As a teenager, poet and novelist Elizabeth Poliner was “deeply serious” about writing, but somewhere in college, her sense of certainty about being a writer faltered. Part of it was anxiety, “not feeling I was good enough,” and part the desire to “stand tall” before her family in a chosen vocation. Eventually, interested in public health, she decided to attend law school. But before she returned to school, she decided to take a class to “shore up” her grammar. This turned out to be a creative writing class taught by Michael Curtis of The Atlantic— an experience that reawakened her passion for writing. “A light that had gone out came on.”
Poliner still attended law school and practiced for years, but after that she never stopped writing. Her life was transformed again when she attended a talk given by several Jewish-American women authors. “Linda Pastan and Faye Moscowitz were there—and I can still remember that someone asked them, ‘Are you afraid?’ Of course, I was terrified—I had a secret, that I wanted to be a writer. I kept coming up with all sorts of reasons I couldn’t do it. Then I heard—I think it was Linda Pastan—say she was terrified. I didn't know you could be a writer and still be afraid! I’m so grateful for going that night. I learned that you didn’t have to wait for the fear to go away.”
Even her new novel, As Close To Us As Breathing, an ambitious work that explores the interconnections of a large, closely-knit Jewish family, was itself an exercise in facing fear. “I’d say I kept that story at bay for ten years,” she laughs ruefully. “I knew it was enormous and complicated. I knew it was going to be hard and I wasn’t sure I was up for it.” Praised by Kirkus for creating a mosaic of “chronologically fragmented episodes,” the novel considers the long-lasting reverberations of a tragedy; when eight-year-old Davy is killed in an accident, his death ripples out, altering the lives of everyone around him: his parents, aunts, cousins and siblings who gather each summer at “Bagel Beach” in Woodmont, Connecticut in a crowded summer cottage.
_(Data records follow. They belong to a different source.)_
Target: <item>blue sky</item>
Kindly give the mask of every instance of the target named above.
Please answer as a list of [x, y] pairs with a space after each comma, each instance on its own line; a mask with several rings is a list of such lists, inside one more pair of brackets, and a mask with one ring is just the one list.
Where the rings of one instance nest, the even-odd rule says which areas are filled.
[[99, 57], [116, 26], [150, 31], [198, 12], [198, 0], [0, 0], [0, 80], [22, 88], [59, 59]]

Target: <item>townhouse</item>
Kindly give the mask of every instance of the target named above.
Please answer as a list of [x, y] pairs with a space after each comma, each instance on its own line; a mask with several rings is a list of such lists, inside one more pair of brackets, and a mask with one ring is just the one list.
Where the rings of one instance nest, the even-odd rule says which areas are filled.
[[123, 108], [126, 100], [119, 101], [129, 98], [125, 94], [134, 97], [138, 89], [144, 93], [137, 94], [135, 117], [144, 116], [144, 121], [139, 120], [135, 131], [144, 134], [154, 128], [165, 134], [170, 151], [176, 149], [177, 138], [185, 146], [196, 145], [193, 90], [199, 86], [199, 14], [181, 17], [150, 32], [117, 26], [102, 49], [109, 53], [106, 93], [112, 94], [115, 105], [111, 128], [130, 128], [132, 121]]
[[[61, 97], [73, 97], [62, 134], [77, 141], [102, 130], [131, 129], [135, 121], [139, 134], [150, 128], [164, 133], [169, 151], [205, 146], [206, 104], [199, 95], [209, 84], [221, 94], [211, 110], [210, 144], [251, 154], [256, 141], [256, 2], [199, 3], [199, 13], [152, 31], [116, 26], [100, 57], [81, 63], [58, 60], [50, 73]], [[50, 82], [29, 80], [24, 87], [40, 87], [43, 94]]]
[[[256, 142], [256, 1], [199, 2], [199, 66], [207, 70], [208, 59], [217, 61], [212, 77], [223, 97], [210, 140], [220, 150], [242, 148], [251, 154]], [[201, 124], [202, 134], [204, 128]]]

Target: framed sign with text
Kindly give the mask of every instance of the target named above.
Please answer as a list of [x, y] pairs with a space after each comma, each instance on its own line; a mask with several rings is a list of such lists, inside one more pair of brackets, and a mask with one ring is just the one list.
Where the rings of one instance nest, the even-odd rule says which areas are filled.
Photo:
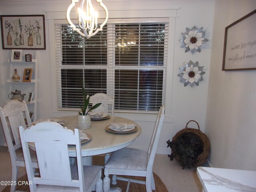
[[256, 10], [225, 28], [222, 71], [256, 70]]

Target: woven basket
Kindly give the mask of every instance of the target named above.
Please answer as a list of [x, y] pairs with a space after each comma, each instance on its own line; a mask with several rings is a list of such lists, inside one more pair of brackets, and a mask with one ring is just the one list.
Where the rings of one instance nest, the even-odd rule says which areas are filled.
[[[197, 124], [198, 130], [188, 128], [188, 124], [191, 122], [195, 122]], [[186, 147], [187, 149], [190, 150], [189, 149], [193, 149], [193, 148], [195, 149], [198, 147], [200, 148], [196, 155], [188, 157], [188, 156], [182, 155], [182, 152], [178, 151], [178, 145], [175, 144], [180, 143], [182, 140], [184, 143], [184, 138], [186, 140]], [[191, 120], [188, 122], [185, 128], [178, 132], [172, 138], [172, 142], [174, 144], [171, 147], [171, 155], [180, 162], [183, 168], [198, 167], [207, 160], [210, 152], [210, 142], [207, 136], [200, 130], [199, 125], [196, 121]], [[184, 145], [183, 146], [184, 147]], [[184, 159], [184, 158], [187, 159]]]

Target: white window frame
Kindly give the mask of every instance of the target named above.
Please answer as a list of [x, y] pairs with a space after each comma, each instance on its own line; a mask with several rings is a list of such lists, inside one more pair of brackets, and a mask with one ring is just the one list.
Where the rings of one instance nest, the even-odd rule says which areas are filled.
[[[129, 18], [130, 16], [133, 17], [140, 18], [140, 22], [168, 22], [169, 23], [168, 31], [168, 47], [167, 54], [167, 67], [166, 71], [166, 85], [165, 93], [165, 114], [164, 121], [172, 122], [173, 117], [171, 115], [172, 90], [173, 78], [173, 66], [174, 58], [174, 45], [175, 42], [175, 29], [176, 18], [178, 17], [178, 8], [174, 8], [166, 10], [133, 10], [126, 11], [112, 11], [114, 14], [112, 14], [113, 18], [122, 18], [115, 19], [116, 22], [126, 22], [126, 20]], [[46, 13], [46, 19], [48, 21], [48, 26], [49, 31], [49, 48], [50, 49], [50, 64], [51, 68], [51, 78], [52, 85], [52, 106], [50, 113], [51, 116], [61, 116], [65, 115], [71, 115], [76, 114], [76, 112], [60, 111], [58, 110], [57, 101], [57, 87], [56, 82], [56, 54], [55, 45], [55, 32], [54, 25], [55, 23], [60, 23], [63, 22], [63, 18], [65, 18], [65, 12], [45, 11]], [[162, 17], [158, 18], [161, 15]], [[77, 16], [74, 14], [73, 18], [76, 18]], [[126, 17], [127, 18], [124, 17]], [[76, 17], [77, 18], [77, 17]], [[109, 20], [111, 19], [110, 19]], [[64, 20], [66, 21], [66, 20]], [[145, 120], [152, 121], [152, 116], [147, 114], [138, 112], [137, 114], [128, 113], [115, 113], [115, 115], [129, 118], [134, 120]]]

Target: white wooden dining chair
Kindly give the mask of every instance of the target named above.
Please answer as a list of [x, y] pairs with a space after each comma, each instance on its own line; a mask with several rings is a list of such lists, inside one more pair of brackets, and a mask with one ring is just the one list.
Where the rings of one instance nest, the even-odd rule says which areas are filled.
[[106, 94], [103, 93], [96, 93], [90, 98], [90, 102], [93, 106], [98, 103], [101, 103], [101, 104], [98, 107], [92, 110], [92, 112], [96, 113], [103, 111], [104, 113], [108, 114], [110, 106], [111, 107], [111, 116], [114, 116], [114, 98], [109, 97]]
[[[42, 122], [24, 130], [20, 127], [22, 149], [30, 192], [102, 192], [101, 167], [83, 166], [80, 133], [57, 123]], [[40, 176], [35, 177], [29, 152], [29, 143], [34, 143]], [[31, 145], [31, 144], [30, 144]], [[77, 164], [70, 165], [68, 145], [75, 146]]]
[[[155, 190], [152, 169], [163, 124], [164, 112], [164, 106], [162, 106], [157, 116], [147, 152], [126, 147], [112, 152], [104, 166], [105, 178], [103, 183], [104, 190], [106, 189], [107, 191], [107, 188], [109, 187], [104, 184], [110, 182], [110, 174], [114, 175], [112, 181], [112, 184], [114, 185], [116, 184], [116, 179], [128, 182], [126, 192], [129, 190], [130, 182], [146, 184], [147, 192]], [[116, 177], [116, 175], [146, 177], [146, 182]]]
[[[0, 107], [0, 117], [11, 158], [11, 180], [17, 183], [18, 167], [25, 167], [23, 154], [20, 153], [20, 151], [19, 153], [17, 152], [18, 149], [21, 148], [19, 126], [26, 127], [25, 120], [27, 126], [31, 126], [31, 120], [26, 102], [15, 100], [8, 101], [2, 108]], [[38, 168], [36, 153], [32, 150], [30, 150], [30, 152], [32, 166], [34, 168]], [[16, 185], [12, 185], [10, 191], [13, 192], [16, 189]]]

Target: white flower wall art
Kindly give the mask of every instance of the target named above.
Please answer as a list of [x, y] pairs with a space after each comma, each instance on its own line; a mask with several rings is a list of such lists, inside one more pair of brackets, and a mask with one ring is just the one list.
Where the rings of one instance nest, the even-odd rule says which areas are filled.
[[198, 86], [199, 82], [203, 80], [204, 66], [198, 66], [198, 62], [195, 63], [190, 60], [188, 64], [184, 63], [184, 66], [180, 68], [180, 73], [178, 76], [180, 77], [180, 82], [184, 83], [184, 86], [189, 85], [192, 87], [194, 85]]
[[198, 29], [194, 26], [191, 29], [186, 28], [186, 32], [181, 33], [182, 38], [180, 41], [182, 43], [182, 48], [186, 48], [185, 52], [190, 51], [192, 54], [197, 51], [201, 52], [201, 48], [205, 47], [204, 42], [208, 41], [208, 40], [204, 38], [206, 31], [203, 31], [203, 27]]

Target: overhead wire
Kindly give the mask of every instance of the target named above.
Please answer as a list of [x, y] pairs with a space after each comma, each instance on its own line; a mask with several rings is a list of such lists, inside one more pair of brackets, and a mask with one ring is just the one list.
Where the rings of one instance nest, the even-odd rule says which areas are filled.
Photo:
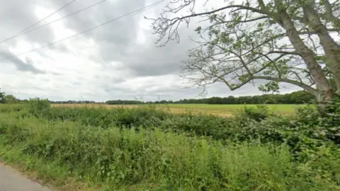
[[[54, 14], [57, 13], [57, 12], [62, 11], [62, 9], [65, 8], [66, 7], [67, 7], [68, 6], [69, 6], [70, 4], [72, 4], [72, 3], [74, 3], [74, 1], [76, 1], [76, 0], [73, 0], [69, 3], [67, 3], [67, 4], [65, 4], [64, 6], [62, 6], [61, 8], [58, 8], [57, 11], [54, 11], [53, 13], [50, 13], [50, 15], [44, 17], [42, 19], [40, 20], [39, 21], [36, 22], [35, 23], [33, 23], [32, 25], [30, 25], [30, 26], [26, 28], [25, 29], [22, 30], [21, 31], [20, 31], [19, 33], [16, 33], [16, 35], [13, 35], [13, 36], [11, 36], [2, 41], [0, 41], [0, 44], [1, 43], [4, 43], [11, 39], [13, 39], [13, 38], [15, 38], [16, 37], [18, 37], [20, 35], [22, 35], [23, 34], [25, 34], [25, 33], [27, 33], [27, 30], [33, 28], [33, 26], [39, 24], [40, 23], [44, 21], [45, 20], [49, 18], [50, 17], [51, 17], [52, 16], [53, 16]], [[38, 27], [38, 28], [40, 28], [40, 27]], [[32, 31], [32, 30], [28, 30], [28, 31]]]
[[100, 24], [100, 25], [96, 25], [96, 26], [94, 26], [94, 27], [88, 28], [88, 29], [86, 29], [86, 30], [83, 30], [83, 31], [81, 31], [81, 32], [80, 32], [80, 33], [76, 33], [76, 34], [75, 34], [75, 35], [71, 35], [71, 36], [69, 36], [69, 37], [64, 37], [64, 38], [58, 40], [57, 40], [57, 41], [55, 41], [55, 42], [51, 42], [51, 43], [45, 45], [43, 45], [43, 46], [41, 46], [41, 47], [37, 47], [37, 48], [35, 48], [35, 49], [30, 50], [28, 50], [28, 51], [23, 52], [19, 53], [19, 54], [13, 54], [13, 55], [9, 56], [9, 57], [4, 57], [4, 58], [0, 58], [0, 61], [4, 60], [4, 59], [7, 59], [11, 58], [11, 57], [18, 57], [18, 56], [21, 56], [21, 55], [23, 55], [23, 54], [27, 54], [27, 53], [29, 53], [29, 52], [34, 52], [34, 51], [38, 50], [40, 50], [40, 49], [42, 49], [42, 48], [46, 47], [49, 47], [49, 46], [57, 44], [57, 43], [59, 43], [59, 42], [62, 42], [62, 41], [69, 40], [69, 39], [72, 38], [72, 37], [74, 37], [78, 36], [78, 35], [81, 35], [81, 34], [84, 34], [84, 33], [87, 33], [87, 32], [89, 32], [89, 31], [90, 31], [90, 30], [94, 30], [94, 29], [96, 29], [96, 28], [99, 28], [99, 27], [101, 27], [101, 26], [103, 26], [103, 25], [107, 25], [107, 24], [108, 24], [108, 23], [112, 23], [112, 22], [113, 22], [113, 21], [117, 21], [117, 20], [118, 20], [118, 19], [120, 19], [120, 18], [123, 18], [123, 17], [125, 17], [125, 16], [130, 16], [130, 15], [137, 14], [137, 13], [139, 13], [140, 12], [142, 12], [142, 11], [145, 11], [145, 10], [147, 10], [147, 9], [149, 9], [149, 8], [152, 8], [152, 7], [157, 6], [157, 4], [160, 4], [161, 2], [164, 1], [165, 1], [165, 0], [158, 1], [157, 1], [157, 2], [155, 2], [155, 3], [153, 3], [153, 4], [149, 4], [149, 5], [148, 5], [148, 6], [144, 6], [144, 7], [142, 7], [142, 8], [138, 8], [138, 9], [135, 10], [135, 11], [133, 11], [129, 12], [129, 13], [125, 13], [125, 14], [124, 14], [124, 15], [122, 15], [122, 16], [120, 16], [116, 17], [116, 18], [113, 18], [113, 19], [109, 20], [109, 21], [106, 21], [106, 22], [104, 22], [104, 23]]
[[84, 8], [79, 9], [79, 10], [75, 11], [75, 12], [73, 12], [73, 13], [69, 13], [69, 14], [68, 14], [68, 15], [67, 15], [67, 16], [63, 16], [63, 17], [61, 17], [61, 18], [58, 18], [58, 19], [56, 19], [56, 20], [55, 20], [55, 21], [51, 21], [51, 22], [50, 22], [50, 23], [47, 23], [41, 25], [40, 25], [40, 26], [38, 26], [38, 27], [36, 27], [36, 28], [33, 28], [33, 29], [31, 29], [31, 30], [26, 30], [26, 31], [23, 30], [23, 31], [21, 31], [21, 33], [18, 33], [18, 34], [16, 35], [13, 35], [13, 36], [11, 37], [8, 37], [8, 38], [7, 38], [7, 39], [5, 39], [5, 40], [3, 40], [3, 41], [0, 41], [0, 44], [4, 42], [6, 42], [6, 41], [8, 41], [8, 40], [11, 40], [11, 39], [16, 38], [16, 37], [19, 37], [19, 36], [21, 36], [21, 35], [24, 35], [24, 34], [26, 34], [26, 33], [30, 33], [30, 32], [32, 32], [32, 31], [36, 30], [38, 30], [38, 29], [39, 29], [39, 28], [40, 28], [45, 27], [45, 26], [48, 25], [50, 25], [50, 24], [52, 24], [52, 23], [55, 23], [55, 22], [57, 22], [57, 21], [59, 21], [62, 20], [62, 19], [64, 19], [64, 18], [67, 18], [67, 17], [69, 17], [69, 16], [73, 16], [73, 15], [75, 15], [75, 14], [76, 14], [76, 13], [80, 13], [80, 12], [81, 12], [81, 11], [85, 11], [85, 10], [86, 10], [86, 9], [89, 9], [89, 8], [91, 8], [91, 7], [94, 7], [94, 6], [96, 6], [96, 5], [98, 5], [98, 4], [100, 4], [103, 3], [103, 2], [105, 2], [105, 1], [107, 1], [107, 0], [101, 0], [101, 1], [98, 1], [98, 2], [96, 2], [96, 3], [94, 3], [94, 4], [91, 4], [91, 5], [90, 5], [90, 6], [88, 6]]

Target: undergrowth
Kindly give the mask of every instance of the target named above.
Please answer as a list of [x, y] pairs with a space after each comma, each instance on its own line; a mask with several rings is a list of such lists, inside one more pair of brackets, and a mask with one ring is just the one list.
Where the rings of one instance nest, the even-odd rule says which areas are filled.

Though Davy’s death is announced in the novel’s first sentence, readers only absorb its full impact after witnessing how various characters’ expansive sense of the future is altered. “Before the accident, there’s a sense of possibility, characters are considering who they are and who they might become. But their lives contract after the accident.” Grief stricken characters, torn between a sense of community and a sense of self, abandon love and genuine career interests, in an effort of atonement. “They all do penance in different ways,” Politer explains. “What does it mean and what does it cost them, not living a life true to themselves?”
The setting for the novel is informed by Poliner’s own deep ties to the sunny, crowded world she depicts; she says her family provided “the emotional inspiration” for the novel: “Bagel Beach and the Woodmont community is a place that’s been in my imagination forever.” As a child Poliner vacationed there, a generation before that her parents met there—and before that, each side of their respective families summered there, all of which was “enormously helpful” when recreating this seaside world. Before she began writing the first draft, Poliner visited the area with her mother, “She could tell me where Bagel Beach was, where the cluster of cottages were—there’s a Condo complex there now.” As she wrote, she kept her map of Woodmont nearby.
The project took six years —“a full and busy six years,” Poliner says. Does she miss those characters, after spending so much time with them? She laughs.“They’re still alive for me! The book is like a puzzle—you finally figure it out, so that inner tension dissipates. But those characters are still very alive! And I’m so happy that they exist in the world—I like them, I like all of them.”
Besides, she adds, sounding animated and pleased, she’s busy working on a new novel. And though she’s wary of discussing it, she’s dealing with a story that has yet another large and tangled group of characters at its center. “I just got started on it this fall. I’m happy, and I don't really want to say too much. Another clan of people has entered my consciousness yet again. Interconnectedness is where I am ultimately heading, though in a different way.” She pauses, thinking.
“It wasn’t planned. They just sort of arrive, like they come in on a slow ship, and the ship arrives and then you say, ‘Oh my God, all of you?’”
Jessie Grearson is a writer and graduate of the Iowa Writers’ Workshop living in Falmouth, Maine.